Adobe Investigates Corporate Network Security Issue - lt
http://blogs.adobe.com/conversations/2010/01/adobe_investigates_corporate_n.html

======
jmount
So, any guess if updating from Adobe to fix "PDF zero-day bugs" (
<http://www.macworld.com/article/145670/adobe_patches.html> ) remove or
install what ever trojan/malware that may or may not have entered Adbode's
Corporate Network (and may or may not have been further distributed)?

------
nwatson
I hope Adobe et. al. have deployed some log archival & query (SIEM) solution
like SenSage (<http://www.sensage.com>). If so they'll have records needed for
forensic reconstruction of the attack, and find a way to remedy their problem.
If not, they're flying blind (or at least near-sighted).
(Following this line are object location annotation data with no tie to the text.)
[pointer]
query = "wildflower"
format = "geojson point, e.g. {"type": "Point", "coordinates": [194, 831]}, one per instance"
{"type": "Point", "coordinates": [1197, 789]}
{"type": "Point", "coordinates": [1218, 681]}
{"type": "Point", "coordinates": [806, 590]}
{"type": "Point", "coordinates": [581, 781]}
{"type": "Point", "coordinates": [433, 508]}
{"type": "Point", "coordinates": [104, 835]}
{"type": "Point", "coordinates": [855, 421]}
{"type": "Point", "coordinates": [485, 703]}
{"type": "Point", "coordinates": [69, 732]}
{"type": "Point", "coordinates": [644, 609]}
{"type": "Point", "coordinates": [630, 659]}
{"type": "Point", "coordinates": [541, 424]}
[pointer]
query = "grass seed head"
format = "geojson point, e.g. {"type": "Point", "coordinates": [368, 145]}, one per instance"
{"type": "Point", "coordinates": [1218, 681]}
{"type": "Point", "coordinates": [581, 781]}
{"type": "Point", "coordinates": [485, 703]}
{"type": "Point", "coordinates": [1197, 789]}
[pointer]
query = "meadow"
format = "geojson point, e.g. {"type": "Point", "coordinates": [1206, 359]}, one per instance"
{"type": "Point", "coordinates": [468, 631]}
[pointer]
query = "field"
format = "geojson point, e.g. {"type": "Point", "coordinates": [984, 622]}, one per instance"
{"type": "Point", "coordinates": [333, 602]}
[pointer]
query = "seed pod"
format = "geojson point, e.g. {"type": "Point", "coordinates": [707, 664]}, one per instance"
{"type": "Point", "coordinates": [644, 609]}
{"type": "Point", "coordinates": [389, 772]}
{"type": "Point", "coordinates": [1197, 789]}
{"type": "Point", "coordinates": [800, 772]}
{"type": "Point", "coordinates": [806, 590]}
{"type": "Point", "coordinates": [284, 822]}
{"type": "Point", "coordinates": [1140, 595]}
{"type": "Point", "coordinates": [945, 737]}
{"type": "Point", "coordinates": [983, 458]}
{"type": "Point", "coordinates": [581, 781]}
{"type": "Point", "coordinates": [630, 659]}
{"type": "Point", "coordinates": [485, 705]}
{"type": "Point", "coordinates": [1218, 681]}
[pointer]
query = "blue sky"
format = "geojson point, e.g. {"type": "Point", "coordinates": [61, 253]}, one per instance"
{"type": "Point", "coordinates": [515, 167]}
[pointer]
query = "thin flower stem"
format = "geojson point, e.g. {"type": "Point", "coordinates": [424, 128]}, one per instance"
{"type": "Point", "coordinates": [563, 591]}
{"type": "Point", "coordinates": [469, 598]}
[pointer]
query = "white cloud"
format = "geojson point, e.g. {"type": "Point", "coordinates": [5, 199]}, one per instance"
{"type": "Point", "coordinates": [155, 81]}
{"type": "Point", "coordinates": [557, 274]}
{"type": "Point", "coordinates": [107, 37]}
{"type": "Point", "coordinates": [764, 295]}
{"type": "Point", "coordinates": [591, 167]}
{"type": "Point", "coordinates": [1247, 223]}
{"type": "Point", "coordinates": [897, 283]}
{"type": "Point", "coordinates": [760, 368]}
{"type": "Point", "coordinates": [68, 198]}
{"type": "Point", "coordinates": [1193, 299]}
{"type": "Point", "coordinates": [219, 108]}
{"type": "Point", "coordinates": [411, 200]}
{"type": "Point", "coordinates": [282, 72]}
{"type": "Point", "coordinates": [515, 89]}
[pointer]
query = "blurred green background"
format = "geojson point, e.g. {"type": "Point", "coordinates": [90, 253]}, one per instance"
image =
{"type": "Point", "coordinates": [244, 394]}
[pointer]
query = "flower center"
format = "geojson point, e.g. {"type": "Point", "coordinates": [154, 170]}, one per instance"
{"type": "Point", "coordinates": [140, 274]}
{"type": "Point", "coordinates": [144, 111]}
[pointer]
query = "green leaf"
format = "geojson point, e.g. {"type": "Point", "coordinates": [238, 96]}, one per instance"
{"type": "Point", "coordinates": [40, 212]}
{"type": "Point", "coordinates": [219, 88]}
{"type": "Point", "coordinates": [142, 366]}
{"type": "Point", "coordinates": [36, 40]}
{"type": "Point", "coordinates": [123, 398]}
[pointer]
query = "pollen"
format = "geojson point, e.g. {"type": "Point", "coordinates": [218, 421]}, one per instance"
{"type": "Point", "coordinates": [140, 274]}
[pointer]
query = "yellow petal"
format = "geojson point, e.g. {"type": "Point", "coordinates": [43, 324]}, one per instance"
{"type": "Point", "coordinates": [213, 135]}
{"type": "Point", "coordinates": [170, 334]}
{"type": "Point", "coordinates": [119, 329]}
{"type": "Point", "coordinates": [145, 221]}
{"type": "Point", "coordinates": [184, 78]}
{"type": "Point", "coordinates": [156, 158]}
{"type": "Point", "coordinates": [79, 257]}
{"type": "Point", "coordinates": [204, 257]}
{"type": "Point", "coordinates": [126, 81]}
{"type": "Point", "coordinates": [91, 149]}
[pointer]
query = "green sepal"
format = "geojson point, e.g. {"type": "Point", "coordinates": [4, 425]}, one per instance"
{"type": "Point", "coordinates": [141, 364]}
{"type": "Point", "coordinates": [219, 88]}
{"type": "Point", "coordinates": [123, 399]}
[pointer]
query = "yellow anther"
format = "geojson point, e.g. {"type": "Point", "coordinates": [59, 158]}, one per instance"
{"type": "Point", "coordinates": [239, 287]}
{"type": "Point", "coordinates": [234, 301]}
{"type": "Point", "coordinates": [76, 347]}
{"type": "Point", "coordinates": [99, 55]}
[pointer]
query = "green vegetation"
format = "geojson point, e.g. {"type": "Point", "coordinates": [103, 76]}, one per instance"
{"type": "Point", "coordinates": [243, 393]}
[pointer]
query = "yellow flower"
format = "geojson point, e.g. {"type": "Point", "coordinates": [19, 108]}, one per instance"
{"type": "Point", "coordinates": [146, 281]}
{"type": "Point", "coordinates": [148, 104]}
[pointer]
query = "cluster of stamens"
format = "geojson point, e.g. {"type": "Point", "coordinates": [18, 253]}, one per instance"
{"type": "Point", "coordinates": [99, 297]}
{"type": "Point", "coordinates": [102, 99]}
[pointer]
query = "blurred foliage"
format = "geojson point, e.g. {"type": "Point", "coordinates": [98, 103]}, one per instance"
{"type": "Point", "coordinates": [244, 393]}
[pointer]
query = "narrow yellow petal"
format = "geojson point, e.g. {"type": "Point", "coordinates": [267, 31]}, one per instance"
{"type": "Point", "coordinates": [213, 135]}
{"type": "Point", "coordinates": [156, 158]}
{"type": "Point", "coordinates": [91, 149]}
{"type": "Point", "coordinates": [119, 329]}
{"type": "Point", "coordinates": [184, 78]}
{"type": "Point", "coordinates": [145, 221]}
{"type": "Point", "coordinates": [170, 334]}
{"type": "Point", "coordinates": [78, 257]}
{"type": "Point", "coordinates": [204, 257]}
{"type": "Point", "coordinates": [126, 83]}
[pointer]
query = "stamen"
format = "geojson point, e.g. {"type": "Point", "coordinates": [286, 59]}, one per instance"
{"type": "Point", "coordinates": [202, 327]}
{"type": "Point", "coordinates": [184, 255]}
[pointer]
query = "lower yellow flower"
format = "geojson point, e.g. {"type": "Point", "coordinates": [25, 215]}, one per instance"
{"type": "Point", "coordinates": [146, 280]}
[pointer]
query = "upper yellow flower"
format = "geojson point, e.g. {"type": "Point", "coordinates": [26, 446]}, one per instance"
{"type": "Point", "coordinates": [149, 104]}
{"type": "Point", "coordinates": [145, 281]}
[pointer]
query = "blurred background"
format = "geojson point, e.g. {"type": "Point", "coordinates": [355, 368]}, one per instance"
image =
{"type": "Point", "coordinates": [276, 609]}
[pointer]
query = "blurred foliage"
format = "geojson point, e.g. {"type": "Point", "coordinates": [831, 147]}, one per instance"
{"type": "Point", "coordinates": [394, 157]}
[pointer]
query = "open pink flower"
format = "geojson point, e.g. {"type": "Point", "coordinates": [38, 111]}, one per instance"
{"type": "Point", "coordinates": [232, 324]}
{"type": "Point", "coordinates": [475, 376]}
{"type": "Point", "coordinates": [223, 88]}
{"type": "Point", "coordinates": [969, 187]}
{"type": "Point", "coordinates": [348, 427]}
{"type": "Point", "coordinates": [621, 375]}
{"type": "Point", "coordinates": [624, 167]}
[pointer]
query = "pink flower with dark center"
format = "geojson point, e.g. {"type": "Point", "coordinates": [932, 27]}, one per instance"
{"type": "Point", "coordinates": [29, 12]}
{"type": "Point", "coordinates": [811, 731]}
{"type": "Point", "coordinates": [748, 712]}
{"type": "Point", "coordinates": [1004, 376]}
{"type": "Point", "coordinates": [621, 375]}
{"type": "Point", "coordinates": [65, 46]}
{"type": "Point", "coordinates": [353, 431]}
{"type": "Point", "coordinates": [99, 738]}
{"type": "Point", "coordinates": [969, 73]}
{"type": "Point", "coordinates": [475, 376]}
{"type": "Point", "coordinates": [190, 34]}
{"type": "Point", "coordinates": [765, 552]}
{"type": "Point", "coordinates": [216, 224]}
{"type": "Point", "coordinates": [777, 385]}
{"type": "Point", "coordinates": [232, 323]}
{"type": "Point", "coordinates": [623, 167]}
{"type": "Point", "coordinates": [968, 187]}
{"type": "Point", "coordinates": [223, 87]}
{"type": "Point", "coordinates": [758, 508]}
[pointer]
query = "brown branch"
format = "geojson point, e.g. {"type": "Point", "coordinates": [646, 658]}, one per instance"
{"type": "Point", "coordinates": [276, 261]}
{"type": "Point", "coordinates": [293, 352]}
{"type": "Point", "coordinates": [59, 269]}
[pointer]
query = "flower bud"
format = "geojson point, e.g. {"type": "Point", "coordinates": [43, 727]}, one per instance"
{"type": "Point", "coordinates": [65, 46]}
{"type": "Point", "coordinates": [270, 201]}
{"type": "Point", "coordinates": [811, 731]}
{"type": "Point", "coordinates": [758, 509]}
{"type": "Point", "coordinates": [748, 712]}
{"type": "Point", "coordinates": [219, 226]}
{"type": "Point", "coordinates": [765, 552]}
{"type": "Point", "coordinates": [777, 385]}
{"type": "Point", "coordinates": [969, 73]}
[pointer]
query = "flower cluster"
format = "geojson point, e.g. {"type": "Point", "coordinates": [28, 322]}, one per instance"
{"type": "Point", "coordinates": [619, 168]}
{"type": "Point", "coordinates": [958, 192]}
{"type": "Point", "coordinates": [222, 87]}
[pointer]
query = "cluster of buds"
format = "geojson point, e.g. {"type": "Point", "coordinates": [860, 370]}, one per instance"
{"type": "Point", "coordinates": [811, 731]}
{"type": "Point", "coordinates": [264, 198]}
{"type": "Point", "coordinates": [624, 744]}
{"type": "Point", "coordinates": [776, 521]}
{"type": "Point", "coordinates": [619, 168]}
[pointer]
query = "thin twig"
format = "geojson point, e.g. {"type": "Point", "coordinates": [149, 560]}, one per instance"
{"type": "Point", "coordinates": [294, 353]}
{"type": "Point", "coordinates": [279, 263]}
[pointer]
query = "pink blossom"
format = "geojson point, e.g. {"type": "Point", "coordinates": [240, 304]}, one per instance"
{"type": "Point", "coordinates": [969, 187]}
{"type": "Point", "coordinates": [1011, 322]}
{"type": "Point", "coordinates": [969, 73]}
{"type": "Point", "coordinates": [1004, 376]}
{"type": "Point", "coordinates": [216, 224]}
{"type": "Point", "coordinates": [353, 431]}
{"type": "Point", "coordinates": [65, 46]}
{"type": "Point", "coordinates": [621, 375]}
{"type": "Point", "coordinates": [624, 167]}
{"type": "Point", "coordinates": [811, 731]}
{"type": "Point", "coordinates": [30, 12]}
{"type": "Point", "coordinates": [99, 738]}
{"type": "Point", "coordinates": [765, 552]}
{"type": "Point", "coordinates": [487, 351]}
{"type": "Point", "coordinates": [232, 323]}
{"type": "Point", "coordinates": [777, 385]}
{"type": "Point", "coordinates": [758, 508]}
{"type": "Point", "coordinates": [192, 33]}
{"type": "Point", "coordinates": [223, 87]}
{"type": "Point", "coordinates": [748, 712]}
It will be
interesting to see whether this is an inside job.

------
brianobush
So adobe is one of the 20 companies. Others?

------
kevingadd
Someone managing to slip malicious code into the Flash Player or Acrobat
Reader installers is pretty much a worst-case scenario; the possibility of
someone _working for the Chinese government_ doing so is even worse. I don't
think that's actually likely, but the idea that someone might have been trying
is sobering. It's nice to see some degree of openness from Adobe about it.